I teach a class called “Cartooning for Teachers.”  It’s not just teachers who sign up, but also therapists and public speakers, a population that knows the importance of practice and making things go smooth. This week one such class came to an end, after eight sessions.  It was actually organized privately, by teachers and a school psychologist, who were determined to get this skill under their belt and onto the chalk boards.  What fun!  But also, you guessed it, a lot of practice and perseverance.

We started with a simple pudgy bear and progressed to the cat, dog, tiger, bull, viper, and sassy bunny.  All of these characters were accessorized with hand gestures, tails, and attitude shoulders.  Gotta go for attitude, it’s the name of the game!  By the middle of the course, the students were eager to get into human forms.  The whole thing is about humanness, of course.   Animals in themselves are not funny.  We think they’re drole because we project  human attributes into them. So, when you’re learning to draw the pudgy bear, for example, you’re actually learning a lot about what makes a face a face and what makes for nuances in expression—meaning human expression.  In the course of these eight weeks the nuances got more complex and the layers of meaning piled on.  It shouldn’t come as a surprise, therefore, that I recommend this course for serious portrait artists.

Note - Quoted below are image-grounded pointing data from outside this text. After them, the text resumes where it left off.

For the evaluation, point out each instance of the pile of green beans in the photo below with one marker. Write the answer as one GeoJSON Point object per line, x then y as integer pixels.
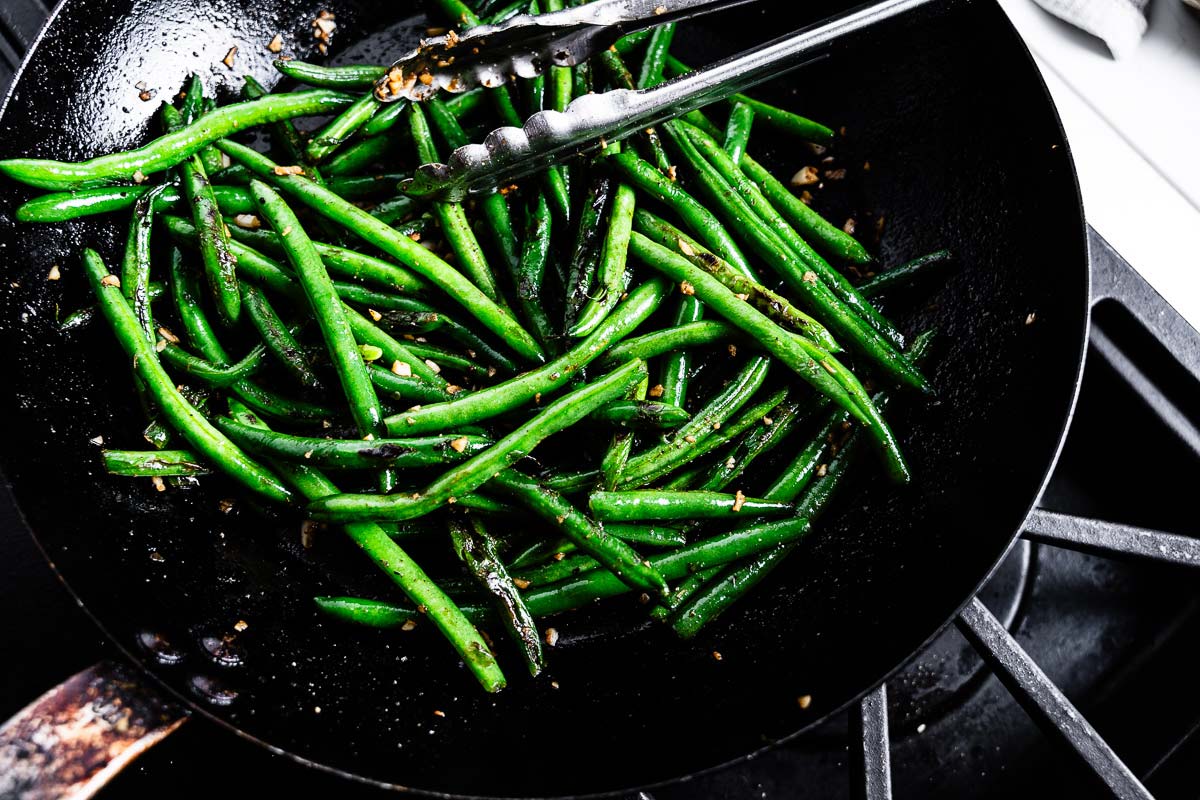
{"type": "Point", "coordinates": [581, 385]}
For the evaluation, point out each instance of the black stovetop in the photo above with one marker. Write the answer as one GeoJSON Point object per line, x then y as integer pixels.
{"type": "Point", "coordinates": [1116, 636]}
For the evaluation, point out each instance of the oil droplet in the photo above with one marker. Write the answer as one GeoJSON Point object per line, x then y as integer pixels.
{"type": "Point", "coordinates": [160, 648]}
{"type": "Point", "coordinates": [222, 650]}
{"type": "Point", "coordinates": [213, 690]}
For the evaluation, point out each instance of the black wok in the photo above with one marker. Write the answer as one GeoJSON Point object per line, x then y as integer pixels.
{"type": "Point", "coordinates": [965, 151]}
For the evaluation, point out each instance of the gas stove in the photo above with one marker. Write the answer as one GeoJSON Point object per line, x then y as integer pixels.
{"type": "Point", "coordinates": [1092, 615]}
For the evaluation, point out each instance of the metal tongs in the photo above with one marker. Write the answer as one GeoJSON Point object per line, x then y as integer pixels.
{"type": "Point", "coordinates": [527, 44]}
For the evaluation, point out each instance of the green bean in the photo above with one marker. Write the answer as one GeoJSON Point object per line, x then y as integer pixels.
{"type": "Point", "coordinates": [142, 463]}
{"type": "Point", "coordinates": [659, 505]}
{"type": "Point", "coordinates": [621, 78]}
{"type": "Point", "coordinates": [822, 371]}
{"type": "Point", "coordinates": [750, 198]}
{"type": "Point", "coordinates": [683, 591]}
{"type": "Point", "coordinates": [343, 262]}
{"type": "Point", "coordinates": [641, 414]}
{"type": "Point", "coordinates": [905, 274]}
{"type": "Point", "coordinates": [513, 394]}
{"type": "Point", "coordinates": [357, 187]}
{"type": "Point", "coordinates": [654, 60]}
{"type": "Point", "coordinates": [277, 338]}
{"type": "Point", "coordinates": [60, 206]}
{"type": "Point", "coordinates": [361, 155]}
{"type": "Point", "coordinates": [407, 388]}
{"type": "Point", "coordinates": [706, 227]}
{"type": "Point", "coordinates": [556, 416]}
{"type": "Point", "coordinates": [210, 373]}
{"type": "Point", "coordinates": [610, 552]}
{"type": "Point", "coordinates": [136, 264]}
{"type": "Point", "coordinates": [587, 247]}
{"type": "Point", "coordinates": [671, 340]}
{"type": "Point", "coordinates": [449, 360]}
{"type": "Point", "coordinates": [213, 239]}
{"type": "Point", "coordinates": [611, 274]}
{"type": "Point", "coordinates": [737, 131]}
{"type": "Point", "coordinates": [558, 569]}
{"type": "Point", "coordinates": [342, 127]}
{"type": "Point", "coordinates": [531, 270]}
{"type": "Point", "coordinates": [688, 439]}
{"type": "Point", "coordinates": [622, 444]}
{"type": "Point", "coordinates": [403, 248]}
{"type": "Point", "coordinates": [174, 148]}
{"type": "Point", "coordinates": [405, 572]}
{"type": "Point", "coordinates": [478, 549]}
{"type": "Point", "coordinates": [285, 134]}
{"type": "Point", "coordinates": [825, 235]}
{"type": "Point", "coordinates": [189, 422]}
{"type": "Point", "coordinates": [777, 118]}
{"type": "Point", "coordinates": [772, 304]}
{"type": "Point", "coordinates": [561, 90]}
{"type": "Point", "coordinates": [329, 311]}
{"type": "Point", "coordinates": [495, 206]}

During the class I drew with marker on three-foot- high brown construction paper taped to a board.  Shown here (above) are some of the sections from that paper.   I also sat next to students and drew along with them (white paper) so they could see how I would develop a character, face and gesture.  We easily transitioned from animal to human faces.  The value of the course was obvious to all.  But it was just a beginning–like most everything else we do.  Practice, practice.